Para além, é claro, da oferta do folar ao padre em cima da toalhita de renda na mesa, ao pé da jarrinha de crisântemos e hortenses, porque assim tudo a parecer tão bem!
De modo que, uma nota de cem(ou seria de quinhentos?) dentro de um pires, um queijito de ovelha (que era de imediato arrecadado no cesto trazido para o efeito) e, uns quantos cálices junto da garrafa de vidro trabalhado e com tampa igualmente de vidro, que continha aguardente no interior ou que também poderia ser licor de ginja, que se consumiam na hora acabando com um "Ah!..." de satisfação no fim.

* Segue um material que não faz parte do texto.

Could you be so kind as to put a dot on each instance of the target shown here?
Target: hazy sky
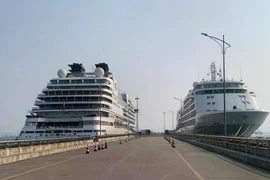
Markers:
(153, 47)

Portanto, antes disto tudo ainda era preciso lavar a casa como devia ser e daí o sabão amarelo a ser tão precioso, porque mais nada a deixar o soalho amarelinho como ele.
O sobrado de tábuas corridas, no caso de estar encerado, a ter de se esfregar todo primeiro com o esfregão de arame grosso e só depois a passar-lhe o pano encharcado e a seguir o sabão, a ensaboar em círculos com a escova de piassaba e a força dos braços e outra vez o pano encharcado a fazer desaparecer o sujo e a deixar um cheirinho a lavado por toda a casa. Quartos, sala, corredor e escadas. Tudo de joelhos no chão como que a cumprir uma penitência. Depois era só voltar a espalhar cera daquela que vinha em pacotes cor de laranja, esperar que secasse para lhe dar o lustro e, tudo outra vez numa penitência de joelhos doridos... Mas, em certos casos em que não havia qualquer torneira em casa, ainda a ser preciso ir buscar a água primeiro, em bilhas de barro ou cântaras de zinco, que, mais tarde, já eram só cântaros azuis de plástico, muito mais leves de trazer à cabeça empoleirados nas rodilhas das mulheres.